THE VIRGINIAN-PILOT Copyright (c) 1995, Landmark Communications, Inc. DATE: Wednesday, March 8, 1995 TAG: 9503080514 SECTION: LOCAL PAGE: B1 EDITION: NORTH CAROLINA SOURCE: BY LANE DEGREGORY, STAFF WRITER DATELINE: ROANOKE ISLAND LENGTH: Medium: 74 lines
Something fishy is going on at the North Carolina Aquarium. The newest display at this Outer Banks attraction doesn't contain fins, gills or flippers. It is entirely for the birds.
Titled ``Osprey: An Environmental Success Story,'' the $30,000 exhibit features an all-weather video camera mounted atop a 75-foot metal tower. The lens focuses on an osprey nest that has been beside the aquarium for at least 15 years. The camera will transmit continuous images of the birds in their natural element.
By viewing a 21-inch color television, visitors will get to watch the raptors eat, lay eggs and fly around their home.
``People will be able to see a pair of nesting osprey raise their young - up close,'' Aquarium Director Rhett White said Tuesday.
``We were really anxious to get the camera in there before the birds came back this spring so that we could follow their entire sequence of reinforcing their nest, laying the eggs and bringing up their young. The osprey came back this morning, just as we were setting up the camera. We got this project done in the nick of time.''
Funded with a $5,000 grant from the Wildlife Resources Commission and $25,000 from aquarium entry fees, the osprey exhibit is the first at the Roanoke Island facility that does not focus on fish or reptiles. White said his staff chose the osprey - or fish hawks, as some locals call the birds - because they live along coastal areas. The exhibit is scheduled to open by mid-April.
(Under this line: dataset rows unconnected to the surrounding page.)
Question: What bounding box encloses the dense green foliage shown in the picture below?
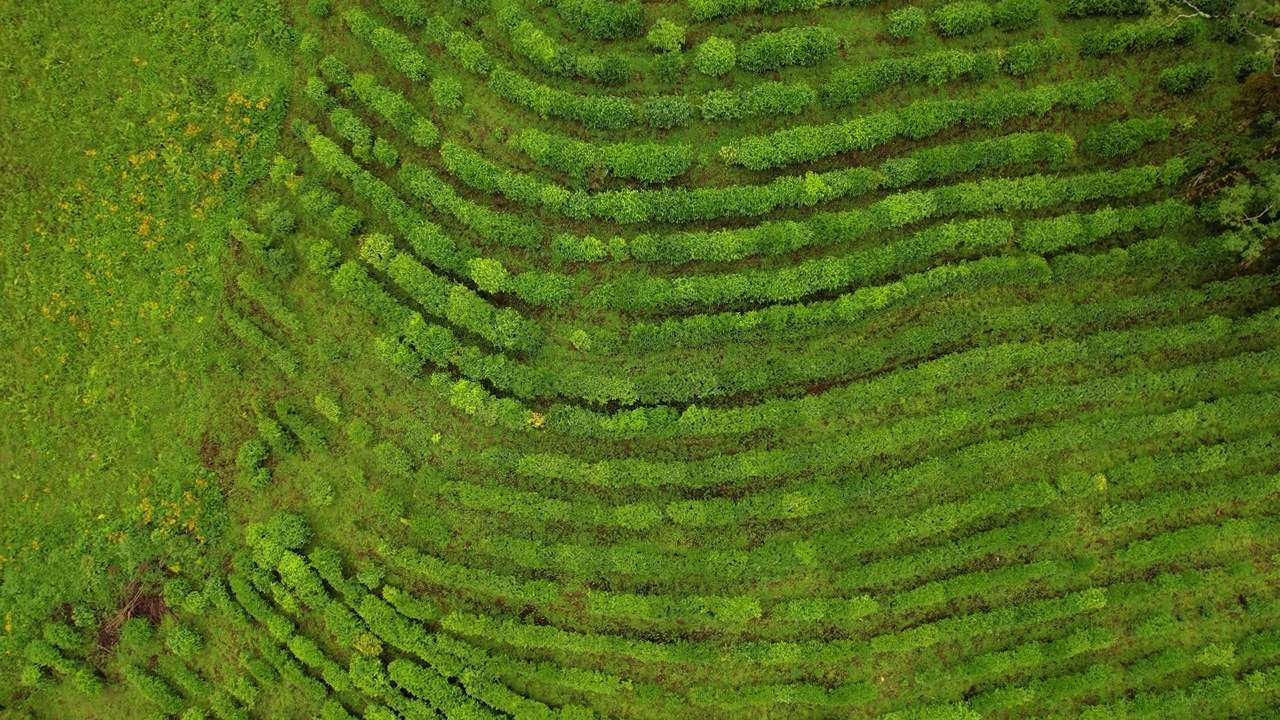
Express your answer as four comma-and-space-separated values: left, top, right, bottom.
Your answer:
0, 0, 1280, 720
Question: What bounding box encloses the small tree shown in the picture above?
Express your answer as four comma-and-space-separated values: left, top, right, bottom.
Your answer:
644, 97, 694, 129
645, 18, 685, 53
694, 35, 737, 77
886, 5, 928, 40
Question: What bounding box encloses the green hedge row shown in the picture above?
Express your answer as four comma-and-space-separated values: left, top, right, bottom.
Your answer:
624, 158, 1187, 265
721, 78, 1120, 170
508, 128, 694, 183
450, 133, 1075, 226
818, 38, 1062, 108
343, 8, 430, 81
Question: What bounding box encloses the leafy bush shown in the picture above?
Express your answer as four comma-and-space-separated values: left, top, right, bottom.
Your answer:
701, 82, 818, 120
933, 0, 995, 37
164, 625, 205, 660
378, 0, 428, 27
1080, 115, 1174, 158
992, 0, 1043, 32
431, 76, 462, 110
1060, 0, 1151, 18
645, 18, 687, 53
644, 96, 694, 129
1079, 20, 1201, 58
489, 68, 636, 129
556, 0, 644, 40
653, 53, 686, 82
343, 9, 429, 81
120, 665, 187, 715
349, 73, 440, 147
742, 26, 840, 74
374, 137, 399, 168
1160, 63, 1217, 95
694, 35, 737, 77
884, 5, 928, 40
1001, 38, 1062, 77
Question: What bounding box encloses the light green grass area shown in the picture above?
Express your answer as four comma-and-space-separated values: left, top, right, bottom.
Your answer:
0, 0, 1280, 720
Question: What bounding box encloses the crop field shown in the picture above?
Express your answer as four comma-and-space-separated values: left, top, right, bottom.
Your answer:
0, 0, 1280, 720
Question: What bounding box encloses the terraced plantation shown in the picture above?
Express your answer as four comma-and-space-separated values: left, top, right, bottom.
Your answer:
0, 0, 1280, 720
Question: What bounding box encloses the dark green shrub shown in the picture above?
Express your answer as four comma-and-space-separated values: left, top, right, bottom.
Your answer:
694, 35, 737, 77
1160, 63, 1217, 95
884, 5, 928, 40
933, 0, 995, 37
644, 97, 694, 129
992, 0, 1043, 32
556, 0, 644, 40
``Osprey live to 15 to 25 years old and remain with the same mate for life,'' White said. ``We've had osprey out here at the aquarium for a long time, now. They're amazingly tolerant of people.''
The osprey nest sits on top of a World War II-era Navy beacon tower, between the aquarium and the Dare County Airport. The military has long since abandoned the light, which once illuminated the Croatan Sound. Only birds now inhabit the waterfront structure.
In the mid-1970s, osprey were near extinction in North Carolina. But conservation measures, bans on certain types of pesticides and business initiatives such as putting platforms on telephone poles for the osprey to build their nests atop helped bring back the beautifulbirds, White said.
``Thanks to environmental measures, they're really made quite a comeback,'' said White.
Besides the camera and live, unedited, 'round-the-clock osprey action, the aquarium's new exhibit will include detailed charts and descriptions of the birds' eating habits, habitat and family structures.
A fiber optics display will depict their annual migration route from Central America to the Outer Banks and back. Colorful story boards will chronicle other endangered or threatened North Carolina species, including the red wolf.
The osprey exhibit will be in the former Discovery Room, a 400-square-foot area behind the aquarium touch tank.
``We want people to leave these new displays with the message that environmental conservation works,'' White said. ``We are really trying to strengthen the conservation message at the aquarium. Eventually, we may have an entire aviary here, with several species of waterfowl or shore birds flying overhead.'' ILLUSTRATION: Photos
DREW C. WILSON/ staff
Joe Malat, top, and Larry Tillett secure a waterproof camera to a
75-foot-high World War II-era beacon where a pair of ospreys nests.
The birds returned Tuesday to their summer home, where they will be
the subject of continuous taping by the aquarium cameras.
Ospreys perch as aquarium personnel attach a video camera to the
nest where the raptors have raised their young for 15 years.